The moonstruck music tends to bore me.  It doesn't necessarily taint
the works Bax calls rhapsodies and "ballads" or the tone poems.  One can
even find it in things he calls sonatas.  Essentially, he inherits the
idiom and the manner from the post-Wagnerian chromaticism of the late
nineteenth century, not my favorite period.  Generally speaking, that
part of Bax's output tends to sound like (in the phrase Vaughan Williams
applied to Delius) "the village curate improvising." On the whole, the
rise of Modernism, especially in the Twenties, gave a salutary boost to
Bax's music.  It tended to concentrate him, to force him to dig deeper
into himself for better ideas, to keep a tighter grip on the course of
argument.  Moreover, it didn't change his basic Romanticism or the
nineteenth-century rhetorical thrust of much of his music.

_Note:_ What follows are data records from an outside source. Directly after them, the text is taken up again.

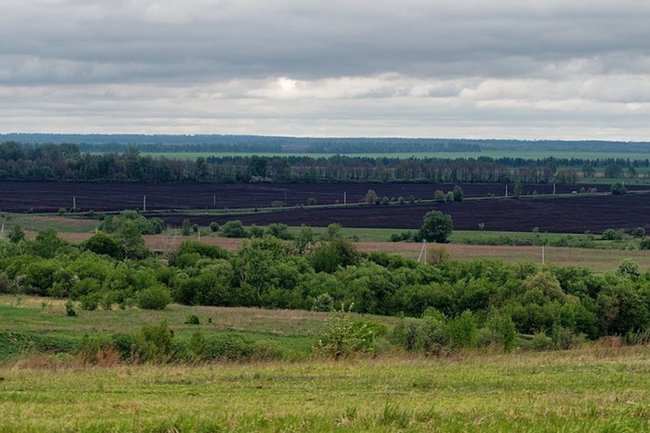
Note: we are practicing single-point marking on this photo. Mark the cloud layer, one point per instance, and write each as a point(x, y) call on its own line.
point(529, 69)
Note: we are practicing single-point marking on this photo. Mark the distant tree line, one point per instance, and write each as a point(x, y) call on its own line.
point(65, 162)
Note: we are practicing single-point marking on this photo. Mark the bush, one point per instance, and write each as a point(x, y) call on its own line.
point(612, 235)
point(463, 330)
point(323, 302)
point(69, 309)
point(90, 302)
point(233, 229)
point(618, 189)
point(645, 244)
point(186, 227)
point(436, 227)
point(154, 298)
point(638, 232)
point(345, 337)
point(192, 319)
point(154, 343)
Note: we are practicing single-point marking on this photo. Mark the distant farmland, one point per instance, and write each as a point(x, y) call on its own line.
point(104, 196)
point(561, 214)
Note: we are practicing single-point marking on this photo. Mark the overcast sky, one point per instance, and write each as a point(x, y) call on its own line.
point(452, 68)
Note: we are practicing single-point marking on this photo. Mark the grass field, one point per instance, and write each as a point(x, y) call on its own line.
point(597, 388)
point(598, 260)
point(589, 390)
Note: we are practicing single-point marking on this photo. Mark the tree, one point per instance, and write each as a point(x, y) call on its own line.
point(233, 229)
point(16, 234)
point(103, 243)
point(518, 189)
point(458, 193)
point(186, 227)
point(436, 227)
point(371, 197)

Both works here come after the First World War -- the Overture, Elegy,
and Rondo from 1927, and the Sinfonietta from 1932 -- in short, mature,
fully-formed Bax.  Even among Bax fans, this is obscure stuff.  Bax never
bothered to publish the Sinfonietta (or, as he originally called it, the
Symphonic Phantasy) or even to get it performed.  I have no idea why.
It's top-drawer Bax: three movements, played without pause, all flowering
from the same motto-theme and encompassing a wide range of mood.  The
development is complex, but one mainly hears "emotions painted in music."
The Overture, Elegy, and Rondo Bax could easily have designated a symphony
or sinfonietta.  The outlines are more apparent than those of the later
work, and, as Lewis Foreman's liner notes point out, the opening movement
gets a lot of its vigor from the then-fashionable neoclassicism of
homegrown composers like Lambert and Holst, rather than Stravinsky or
Hindemith.  Even with the sombre Elegy, the work as a whole leaves the
impression of Bax in an extroverted humor.

I suppose Bax fans should give thanks for whatever they get.  Wordsworth's
is the only recording of these two pieces out there.  It is just barely
acceptable.  The fault lies with the Slovak Philharmonic who play
out-of-tune, even within orchestra sections, in the Overture, etc., and
with ugly tone, to boot.  Furthermore, their rhythm taps erratically.
Their intonation (but not their rhythm) improves in the more complex
Sinfonietta.  Wordsworth is a talented conductor and often gets the
players to make music with what they have, but this is one Naxos disc
that correlates price with quality.  The recorded sound is fine.